In a speech to the British Chambers of Commerce, the Labour leader said that the country could soon face a “shortage” of undergraduates because young people would be put off by graduate debts that will “last a lifetime”.
Highlighting an Institute for Fiscal Studies report published on 5 July that said poorer graduates face overall debts of £57,000 after leaving university, Mr Corbyn said that this debt burden “risk[s] deterring working-class students, meaning talent wasted and potential untapped”.
“Not everybody can access the Bank of Mum and Dad to go to university,” Mr Corbyn told representatives of business leaders on 6 July.
“Our plans for a high-skilled, high productivity economy rely on a large graduate workforce and that means no one should be discouraged from going to university because of debt."
Laying out plans to invest £5.6 billion in a “national education service” by increasing corporation tax to 26 per cent, Mr Corbyn said that it was unfair that graduates should be saddled with such high debts.
“We cannot go on with people getting £50,000 or £60,000 in debt,” he said, adding that “there will be a shortage of people going to university because they cannot countenance the idea of that much debt”.
In his address, Mr Corbyn highlighted Labour’s manifesto promise to scrap tuition fees at a cost of £11 billion a year, which is credited with the surge in Labour’s support in June’s general election. Labour, said Mr Corbyn, was “not just an opposition but a government-in-waiting”.
The popularity of this promise has prompted one Cabinet minister, Damian Green, to suggest the need for a “national debate” about tuition fees, saying that student debt was a “huge issue” for the Conservative government.
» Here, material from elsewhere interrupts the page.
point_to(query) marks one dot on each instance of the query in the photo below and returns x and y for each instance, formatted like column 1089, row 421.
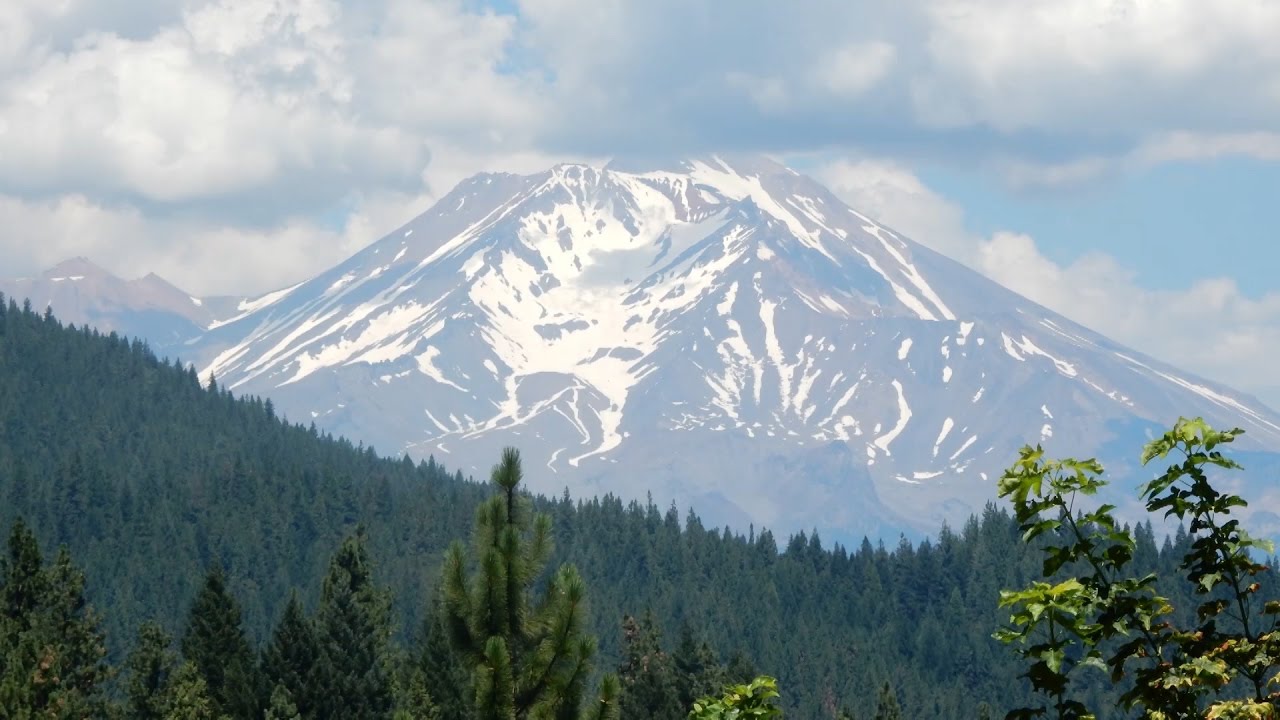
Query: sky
column 1115, row 160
Jo Johnson, the universities minister, has defended the student loans system as “fair”, but has refused to be drawn on whether loan interest rates, which will rise to 6.1 per cent in September, will be reviewed.
Speaking to Times Higher Education, Mr Corbyn said that he believed a national debate about tuition fees would recognise that they “act as a deterrent”.
Asked why he felt the current student finance system was putting off students despite near-record full-time undergraduate enrolments in 2016-17, he said: “Look at the number who are dropping out and their income levels.
“Look at the hardship that many families are going through, having to remortgage their homes to pay for their [children’s] education – somewhere along the line these debts start to stack up.”
Mr Corbyn’s comments, however, were dismissed by Vince Cable, the Liberal Democrat MP for Twickenham, who was in charge of higher education as business secretary from 2010 to 2015.
“What the leader of the opposition is proposing is incredibly popular, but it is foolish and dangerous,” Mr Cable told business leaders. “The problem is how the hell else do you fund universities, which are expensive institutions to run,” he said, adding that the country is in a “dangerous place about funding”.
Scrapping university tuition fees was also unfair on the 60 per cent of young people who do not attend higher education, Mr Cable added.
“There is an enormous clamour to provide big, big subsidies to relieve a well-off part of the population who go to university and it will be at the expense of the 60 per cent who do not,” he said.